Sep 21, 2010

BP oil spill: The hits keep coming

by ETHAN MASSEY

 

As the United States continues its war on marine life, the Vermillion 380 platform has become yet another casualty in the Gulf of Mexico.

An explosion rocked the Mariner Energy-owned oil platform Thursday, Sept. 2, leaving 13 wet workers, more than a few raised eyebrows, but no sign of a leak, according to ABC News. 

Vermillion 380 marks the second explosion aboard an oil vessel in the United States in the past six months. Though this does not spell certain doom for Mariner Energy, it does come at a most inopportune time for oil companies.

Despite the fluffy television spots and misleading Internet campaign, it is safe to say that the majority of Americans want to submit BP executives to Chinese water torture. Under numerous allegations of ignoring safety protocols, overworking employees and understaffing their oil rigs, BP has put themselves on the corporate chopping block. 

As any media-aware American knows, BP’s Deepwater Horizon rig exploded and sunk in the Gulf of Mexico on April 20, resulting in the largest oil spill in United States history. This disaster, estimated at a size of 205.8 million gallons of oil, has dwarfed the 1989 Exxon Valdez Spill by nearly 2000 percent, according to CNN.

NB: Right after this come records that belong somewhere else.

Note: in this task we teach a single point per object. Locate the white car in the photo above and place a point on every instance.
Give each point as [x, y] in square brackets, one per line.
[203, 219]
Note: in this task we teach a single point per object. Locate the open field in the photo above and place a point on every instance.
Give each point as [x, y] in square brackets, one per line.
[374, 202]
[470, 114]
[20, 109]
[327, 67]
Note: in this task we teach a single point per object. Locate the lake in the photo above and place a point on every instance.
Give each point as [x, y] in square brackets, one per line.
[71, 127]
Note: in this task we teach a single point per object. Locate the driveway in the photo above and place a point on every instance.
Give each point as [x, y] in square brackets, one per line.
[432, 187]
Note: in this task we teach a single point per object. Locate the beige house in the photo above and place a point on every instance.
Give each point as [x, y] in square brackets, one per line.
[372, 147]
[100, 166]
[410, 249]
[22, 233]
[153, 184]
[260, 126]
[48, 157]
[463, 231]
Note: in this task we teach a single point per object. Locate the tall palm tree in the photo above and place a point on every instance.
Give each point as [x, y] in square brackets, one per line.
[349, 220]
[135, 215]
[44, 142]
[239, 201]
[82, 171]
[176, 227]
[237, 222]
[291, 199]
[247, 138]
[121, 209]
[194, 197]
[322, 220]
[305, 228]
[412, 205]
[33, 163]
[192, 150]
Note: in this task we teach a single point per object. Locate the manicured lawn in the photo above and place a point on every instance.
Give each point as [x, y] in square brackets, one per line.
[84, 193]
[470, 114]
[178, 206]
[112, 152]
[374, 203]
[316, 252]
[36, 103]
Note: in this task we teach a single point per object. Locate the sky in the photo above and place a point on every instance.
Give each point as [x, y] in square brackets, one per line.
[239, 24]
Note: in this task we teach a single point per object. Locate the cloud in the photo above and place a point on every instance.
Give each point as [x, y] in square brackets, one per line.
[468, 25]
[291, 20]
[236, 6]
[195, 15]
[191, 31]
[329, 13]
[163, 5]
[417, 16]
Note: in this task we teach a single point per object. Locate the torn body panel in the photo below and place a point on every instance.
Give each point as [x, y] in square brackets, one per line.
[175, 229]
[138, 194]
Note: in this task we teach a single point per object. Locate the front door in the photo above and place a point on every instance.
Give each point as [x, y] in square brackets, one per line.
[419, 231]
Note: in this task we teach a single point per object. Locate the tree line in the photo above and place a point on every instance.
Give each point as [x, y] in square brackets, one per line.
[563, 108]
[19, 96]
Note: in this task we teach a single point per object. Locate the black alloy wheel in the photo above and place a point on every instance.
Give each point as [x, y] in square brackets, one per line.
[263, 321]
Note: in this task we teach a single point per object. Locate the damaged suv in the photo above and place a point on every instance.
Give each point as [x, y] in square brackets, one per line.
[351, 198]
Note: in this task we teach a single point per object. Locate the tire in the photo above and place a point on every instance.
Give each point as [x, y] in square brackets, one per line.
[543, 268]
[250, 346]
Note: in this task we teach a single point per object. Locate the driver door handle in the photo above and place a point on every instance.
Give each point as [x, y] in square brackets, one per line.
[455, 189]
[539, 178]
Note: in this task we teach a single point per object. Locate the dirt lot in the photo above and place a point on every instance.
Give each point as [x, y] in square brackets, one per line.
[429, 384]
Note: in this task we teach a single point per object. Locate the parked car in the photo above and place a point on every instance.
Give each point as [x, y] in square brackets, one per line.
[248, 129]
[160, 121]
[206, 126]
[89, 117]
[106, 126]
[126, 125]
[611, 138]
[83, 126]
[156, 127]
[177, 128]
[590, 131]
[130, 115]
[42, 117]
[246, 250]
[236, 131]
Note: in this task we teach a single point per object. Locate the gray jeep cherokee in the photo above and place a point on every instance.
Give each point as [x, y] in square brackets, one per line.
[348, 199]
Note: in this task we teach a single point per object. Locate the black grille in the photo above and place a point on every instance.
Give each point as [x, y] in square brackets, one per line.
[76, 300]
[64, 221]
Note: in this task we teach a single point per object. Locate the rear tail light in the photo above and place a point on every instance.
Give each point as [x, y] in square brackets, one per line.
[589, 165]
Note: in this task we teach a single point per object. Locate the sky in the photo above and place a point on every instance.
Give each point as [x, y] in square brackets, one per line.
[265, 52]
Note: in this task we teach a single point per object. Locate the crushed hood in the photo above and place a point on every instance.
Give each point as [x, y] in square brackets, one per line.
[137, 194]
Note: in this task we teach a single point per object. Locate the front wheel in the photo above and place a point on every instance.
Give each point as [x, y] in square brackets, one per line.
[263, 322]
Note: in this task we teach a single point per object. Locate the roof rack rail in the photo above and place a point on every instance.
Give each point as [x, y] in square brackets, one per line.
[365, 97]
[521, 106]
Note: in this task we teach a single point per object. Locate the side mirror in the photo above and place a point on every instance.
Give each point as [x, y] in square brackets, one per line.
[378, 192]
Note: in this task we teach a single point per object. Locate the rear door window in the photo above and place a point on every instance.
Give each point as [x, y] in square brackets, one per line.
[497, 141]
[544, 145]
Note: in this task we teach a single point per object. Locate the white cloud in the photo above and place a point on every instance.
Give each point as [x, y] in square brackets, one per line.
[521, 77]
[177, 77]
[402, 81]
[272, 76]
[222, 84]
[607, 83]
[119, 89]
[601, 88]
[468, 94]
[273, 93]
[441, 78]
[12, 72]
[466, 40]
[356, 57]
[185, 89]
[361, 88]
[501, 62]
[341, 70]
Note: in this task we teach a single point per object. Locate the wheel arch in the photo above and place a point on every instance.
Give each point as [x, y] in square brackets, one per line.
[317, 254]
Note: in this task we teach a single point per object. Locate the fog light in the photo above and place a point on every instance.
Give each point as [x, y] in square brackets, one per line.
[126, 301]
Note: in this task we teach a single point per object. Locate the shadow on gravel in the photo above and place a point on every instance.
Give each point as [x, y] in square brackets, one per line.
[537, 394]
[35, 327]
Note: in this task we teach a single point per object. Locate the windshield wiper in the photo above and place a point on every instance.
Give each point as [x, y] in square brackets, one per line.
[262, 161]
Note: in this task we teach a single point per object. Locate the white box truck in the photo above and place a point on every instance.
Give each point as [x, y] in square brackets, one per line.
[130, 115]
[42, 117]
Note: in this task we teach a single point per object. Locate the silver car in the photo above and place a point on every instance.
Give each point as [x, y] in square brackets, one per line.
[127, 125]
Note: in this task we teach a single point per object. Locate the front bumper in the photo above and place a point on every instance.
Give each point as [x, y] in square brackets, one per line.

No matter how they try, BP simply cannot dance around the mess they have created — it is just too big.

Yet another strike against the company-that-can-do-no-good has been levied by its own employees. Survivors of the Deepwater Horizon incident have begun to speak out about repeatedly breached safety protocols aboard the BP rig, including shortcuts ordered on the day of the blast.

BP told workers on April 20 that they were going to replace the mud being used to keep down well pressure with seawater so they could lower costs and make up time, according to CNN. Despite concerns expressed from chief mechanic Doug Brown and chief driller Dewey Revette, who was one of the 11 workers killed, a BP official told them they had no say in the matter. 

“He basically said, ‘Well this is how it’s gonna be,’” Brown told CNN.

Besides the plethora of financial and ethical concerns stemming from the spill, a great deal of ecological distress has been voiced as well. 

The Environmental Defense Fund (EDF) is a group avidly speaking out against the chemical dispersants used by BP to clean the oil spill. 

While the group does agree with the use of oil dispersants in the Gulf of Mexico, they do take issue with the cut-rate chemicals being used there.

In the running of 18 different oil dispersants tested by the EPA, the two Corexit dispersants currently being used on the Macondo oil spill have ranked “13th and 16th in effectiveness, 15th and 18th in fish toxicity, and 7th and 10th in shrimp toxicity,” according to EDF blogger Dr. Richard Denison.

BP’s blatant disregard for both safety and morality flies in the face of everything it has said it stands for.  It is beyond doubt that this corrupt corporation needs to be held responsible for its actions to the utmost extent. In fact, that water torture is sounding pretty good right about now.